Si è ritornati a pensare ad una vera governance europea responsabile e solidale nei confronti dell’emergenza posta dalla sostenibilità del debito pubblico di alcuni Stati e dalla speculazione. Del resto per rispondere in modo convincente alle sfide occorre sempre partire dalle cause scatenanti della crisi globale e dagli effetti da essa provocati sulle economie e sui bilanci dei singoli Paesi.  Nei vortici della crisi, il debito pubblico dei Paesi cosiddetti avanzati è passato dall’80% al 100% del Pil. Nella zona dell’euro questo rapporto in media è stato dell’84% nel 2010. Negli Usa oggi è quasi del 100%.

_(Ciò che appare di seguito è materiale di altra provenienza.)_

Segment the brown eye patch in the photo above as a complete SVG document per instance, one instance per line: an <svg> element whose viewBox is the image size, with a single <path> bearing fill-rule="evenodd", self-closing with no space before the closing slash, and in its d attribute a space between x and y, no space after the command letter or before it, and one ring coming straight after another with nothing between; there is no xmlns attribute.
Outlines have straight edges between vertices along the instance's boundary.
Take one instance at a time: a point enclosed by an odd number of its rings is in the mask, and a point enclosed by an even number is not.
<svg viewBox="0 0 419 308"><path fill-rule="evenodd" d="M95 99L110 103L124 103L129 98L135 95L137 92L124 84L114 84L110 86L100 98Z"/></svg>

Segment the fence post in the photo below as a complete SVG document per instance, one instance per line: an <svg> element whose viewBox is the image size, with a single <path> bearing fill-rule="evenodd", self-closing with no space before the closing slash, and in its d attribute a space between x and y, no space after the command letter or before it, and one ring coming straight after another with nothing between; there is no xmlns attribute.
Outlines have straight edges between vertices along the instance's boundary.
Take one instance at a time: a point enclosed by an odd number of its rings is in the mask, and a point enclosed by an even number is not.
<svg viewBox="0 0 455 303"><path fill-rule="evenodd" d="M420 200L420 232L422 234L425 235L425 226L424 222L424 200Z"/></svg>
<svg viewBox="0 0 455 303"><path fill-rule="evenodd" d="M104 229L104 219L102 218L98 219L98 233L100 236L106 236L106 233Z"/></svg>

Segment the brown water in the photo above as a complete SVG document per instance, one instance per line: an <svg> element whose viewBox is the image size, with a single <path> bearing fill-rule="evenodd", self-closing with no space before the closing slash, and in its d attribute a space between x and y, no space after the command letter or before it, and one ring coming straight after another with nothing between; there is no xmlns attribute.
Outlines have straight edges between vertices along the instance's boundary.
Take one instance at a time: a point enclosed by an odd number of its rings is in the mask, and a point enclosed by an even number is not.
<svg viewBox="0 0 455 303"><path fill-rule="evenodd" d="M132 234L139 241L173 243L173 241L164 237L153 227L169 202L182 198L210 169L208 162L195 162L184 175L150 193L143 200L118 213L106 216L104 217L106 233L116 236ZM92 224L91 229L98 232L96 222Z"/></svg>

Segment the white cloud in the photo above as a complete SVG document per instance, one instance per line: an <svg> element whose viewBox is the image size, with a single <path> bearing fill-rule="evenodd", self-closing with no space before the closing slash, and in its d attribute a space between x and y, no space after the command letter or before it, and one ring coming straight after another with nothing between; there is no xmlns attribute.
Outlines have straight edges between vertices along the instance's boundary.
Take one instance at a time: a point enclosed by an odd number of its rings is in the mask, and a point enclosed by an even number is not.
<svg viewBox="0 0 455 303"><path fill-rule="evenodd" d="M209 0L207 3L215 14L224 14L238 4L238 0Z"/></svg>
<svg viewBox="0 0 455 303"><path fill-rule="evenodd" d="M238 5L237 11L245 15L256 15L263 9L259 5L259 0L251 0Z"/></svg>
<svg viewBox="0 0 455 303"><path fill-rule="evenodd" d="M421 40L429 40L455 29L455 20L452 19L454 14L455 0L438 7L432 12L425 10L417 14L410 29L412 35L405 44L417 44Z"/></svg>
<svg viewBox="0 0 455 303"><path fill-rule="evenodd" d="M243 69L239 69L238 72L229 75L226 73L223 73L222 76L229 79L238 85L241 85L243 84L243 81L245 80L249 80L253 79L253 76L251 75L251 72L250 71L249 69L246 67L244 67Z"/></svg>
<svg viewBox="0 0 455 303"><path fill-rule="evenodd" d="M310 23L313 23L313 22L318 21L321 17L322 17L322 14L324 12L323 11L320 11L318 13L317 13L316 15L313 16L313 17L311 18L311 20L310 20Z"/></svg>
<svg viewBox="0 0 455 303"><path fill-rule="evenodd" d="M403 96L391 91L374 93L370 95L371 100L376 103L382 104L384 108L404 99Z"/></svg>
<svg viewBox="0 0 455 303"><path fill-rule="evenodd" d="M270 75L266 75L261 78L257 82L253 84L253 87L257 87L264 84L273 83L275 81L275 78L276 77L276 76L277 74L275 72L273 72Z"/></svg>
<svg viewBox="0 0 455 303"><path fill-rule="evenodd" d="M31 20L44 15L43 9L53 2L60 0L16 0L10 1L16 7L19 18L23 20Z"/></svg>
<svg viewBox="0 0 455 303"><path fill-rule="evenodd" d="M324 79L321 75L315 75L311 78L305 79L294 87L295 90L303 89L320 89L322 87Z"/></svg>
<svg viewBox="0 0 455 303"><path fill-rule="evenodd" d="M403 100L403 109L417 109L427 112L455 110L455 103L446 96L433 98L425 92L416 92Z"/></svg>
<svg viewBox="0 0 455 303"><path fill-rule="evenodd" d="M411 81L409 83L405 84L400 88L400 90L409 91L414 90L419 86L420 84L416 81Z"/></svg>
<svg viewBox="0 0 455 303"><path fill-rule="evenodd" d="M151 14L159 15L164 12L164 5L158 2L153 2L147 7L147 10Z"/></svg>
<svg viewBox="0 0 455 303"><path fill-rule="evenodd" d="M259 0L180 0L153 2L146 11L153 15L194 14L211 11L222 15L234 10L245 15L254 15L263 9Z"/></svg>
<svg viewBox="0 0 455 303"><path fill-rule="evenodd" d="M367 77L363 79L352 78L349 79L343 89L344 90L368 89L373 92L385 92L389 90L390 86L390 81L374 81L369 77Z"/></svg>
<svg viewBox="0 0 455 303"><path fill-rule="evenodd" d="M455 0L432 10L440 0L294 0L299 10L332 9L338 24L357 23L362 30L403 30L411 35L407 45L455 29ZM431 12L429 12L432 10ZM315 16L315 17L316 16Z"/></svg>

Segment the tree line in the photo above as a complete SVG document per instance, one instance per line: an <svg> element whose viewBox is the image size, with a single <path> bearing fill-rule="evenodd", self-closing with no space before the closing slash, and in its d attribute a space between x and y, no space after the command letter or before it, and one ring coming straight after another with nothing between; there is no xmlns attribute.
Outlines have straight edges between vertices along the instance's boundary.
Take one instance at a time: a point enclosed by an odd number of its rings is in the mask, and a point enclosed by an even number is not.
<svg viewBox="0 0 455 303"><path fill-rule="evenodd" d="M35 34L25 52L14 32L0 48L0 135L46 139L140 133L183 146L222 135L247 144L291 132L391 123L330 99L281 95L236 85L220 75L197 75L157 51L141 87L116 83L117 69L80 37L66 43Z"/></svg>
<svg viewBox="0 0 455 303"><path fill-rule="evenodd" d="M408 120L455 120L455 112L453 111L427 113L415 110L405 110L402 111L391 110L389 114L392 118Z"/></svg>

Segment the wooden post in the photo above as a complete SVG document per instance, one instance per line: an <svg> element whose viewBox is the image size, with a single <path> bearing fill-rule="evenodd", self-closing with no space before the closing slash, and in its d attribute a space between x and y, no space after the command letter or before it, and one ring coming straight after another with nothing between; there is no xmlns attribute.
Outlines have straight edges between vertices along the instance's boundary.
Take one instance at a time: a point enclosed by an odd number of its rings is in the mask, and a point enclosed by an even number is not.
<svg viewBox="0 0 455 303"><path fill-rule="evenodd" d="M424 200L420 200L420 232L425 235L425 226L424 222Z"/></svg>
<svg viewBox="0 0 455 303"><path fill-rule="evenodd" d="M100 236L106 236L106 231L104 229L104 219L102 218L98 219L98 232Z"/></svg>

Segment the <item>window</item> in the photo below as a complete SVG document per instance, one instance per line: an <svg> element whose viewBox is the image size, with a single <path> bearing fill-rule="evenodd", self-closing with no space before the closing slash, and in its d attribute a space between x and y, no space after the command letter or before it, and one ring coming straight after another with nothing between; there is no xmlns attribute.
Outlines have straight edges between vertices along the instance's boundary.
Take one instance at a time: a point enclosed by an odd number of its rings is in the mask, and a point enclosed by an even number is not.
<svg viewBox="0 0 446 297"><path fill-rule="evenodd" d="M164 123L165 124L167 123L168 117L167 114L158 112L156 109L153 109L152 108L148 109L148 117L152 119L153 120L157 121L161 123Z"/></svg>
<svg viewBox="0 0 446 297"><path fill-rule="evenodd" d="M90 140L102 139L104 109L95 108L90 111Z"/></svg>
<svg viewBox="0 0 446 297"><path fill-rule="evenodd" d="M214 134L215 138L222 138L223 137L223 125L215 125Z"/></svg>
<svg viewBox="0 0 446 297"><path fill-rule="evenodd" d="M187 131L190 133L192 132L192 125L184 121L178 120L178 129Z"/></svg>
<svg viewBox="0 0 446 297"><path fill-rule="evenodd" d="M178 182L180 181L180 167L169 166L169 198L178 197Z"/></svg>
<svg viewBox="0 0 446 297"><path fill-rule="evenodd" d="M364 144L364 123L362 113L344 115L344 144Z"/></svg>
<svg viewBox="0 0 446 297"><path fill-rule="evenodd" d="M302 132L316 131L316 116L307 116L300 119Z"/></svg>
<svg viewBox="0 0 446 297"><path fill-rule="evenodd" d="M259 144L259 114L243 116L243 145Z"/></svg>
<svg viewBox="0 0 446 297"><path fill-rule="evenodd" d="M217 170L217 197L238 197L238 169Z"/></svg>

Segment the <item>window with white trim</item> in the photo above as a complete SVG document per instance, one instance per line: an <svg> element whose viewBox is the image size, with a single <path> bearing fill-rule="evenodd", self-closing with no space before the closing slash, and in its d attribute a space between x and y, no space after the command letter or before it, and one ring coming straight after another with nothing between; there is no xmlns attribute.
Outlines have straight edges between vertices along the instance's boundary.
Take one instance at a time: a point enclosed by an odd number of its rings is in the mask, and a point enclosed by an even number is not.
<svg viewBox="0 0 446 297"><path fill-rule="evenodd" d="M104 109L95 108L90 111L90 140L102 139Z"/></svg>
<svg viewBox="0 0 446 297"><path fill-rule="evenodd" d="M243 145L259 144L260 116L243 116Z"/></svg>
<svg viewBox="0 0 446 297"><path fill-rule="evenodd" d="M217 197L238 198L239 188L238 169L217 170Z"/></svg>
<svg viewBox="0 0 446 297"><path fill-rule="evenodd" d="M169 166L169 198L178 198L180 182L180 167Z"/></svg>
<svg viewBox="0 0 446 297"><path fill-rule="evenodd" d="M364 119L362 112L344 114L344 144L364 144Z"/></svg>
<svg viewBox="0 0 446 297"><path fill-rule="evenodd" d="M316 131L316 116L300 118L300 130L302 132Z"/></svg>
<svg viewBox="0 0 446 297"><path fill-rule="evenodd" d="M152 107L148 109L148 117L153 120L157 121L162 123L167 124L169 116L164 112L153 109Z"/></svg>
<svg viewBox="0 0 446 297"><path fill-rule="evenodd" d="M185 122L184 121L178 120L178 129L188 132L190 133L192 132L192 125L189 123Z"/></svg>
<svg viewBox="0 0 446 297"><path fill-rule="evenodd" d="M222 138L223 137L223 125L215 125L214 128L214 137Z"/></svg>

Tale evoluzione negativa in gran parte è dovuta alle politiche di salvataggio del sistema bancario privato da parte degli Stati. I governi europei sono intervenuti, infatti, con circa 2.000 miliardi di euro, mentre quello americano ha sborsato poco meno di 3.000 miliardi di dollari. Certo una piccola parte è stata restituita dalle banche salvate, ma la grande parte dei prestiti erogati rischia di diventare un contributo statale a fondo perduto. Per quanto riguarda l’Europa è certamente vero che alcuni governi, come la Grecia, hanno approfittato delle inefficienze istituzionali per indebitarsi fuori misura. E’ altrettanto vero però che, oltre al generale aggravamento del debito pubblico sopra menzionato, sono state le stesse banche private. europee ed internazionali a determinare e a sostenere le varie bolle finanziarie e speculative che si sono registrate nei settori immobiliari, delle carte di credito, dei derivati e via discorrendo in paesi deboli quali l’Irlanda, il Portogallo, la Spagna.

Infatti, l’esposizione delle banche europee nei confronti dei paesi a rischio, dei PIGS per intenderci, è estremamente alta. Le banche tedesche sono esposte per più di 600 miliardi di dollari, quelle francesi per 440 miliardi e quelle inglesi per 430. Per le banche italiane, come noto, l’esposizione è pari a 80 miliardi.  
Non per coprire le responsabilità di chi si è indebitato né tanto meno per negare l’ovvia necessità di rimettere i conti  a posto, ma rendere il debito pubblico l’unico parametro di giudizio è fuorviante e ingiusto.
Il valore del debito pubblico del Portogallo è di 143 miliardi di euro e quello greco di circa 300 miliardi: cifre importanti ma sempre da valutare in rapporto al notevole ammontare dei prestiti suddetti. Perciò il Consiglio europeo dei capi di stato e di governo ha concluso che si torni ad affrontare insieme le crisi con gli strumenti della politica e con adeguate scelte economiche. Del resto agli Stati, e anche al sistema bancario, costerebbero molto di più un eventuale abbandono dell’euro e lo sgretolamento dell’Ue.  Il documento finale aggiunge quindi al parametro del debito pubblico altri fattori di rilevante criticità quali il debito privato, la situazione bancaria, il sistema pensionistico e altri criteri.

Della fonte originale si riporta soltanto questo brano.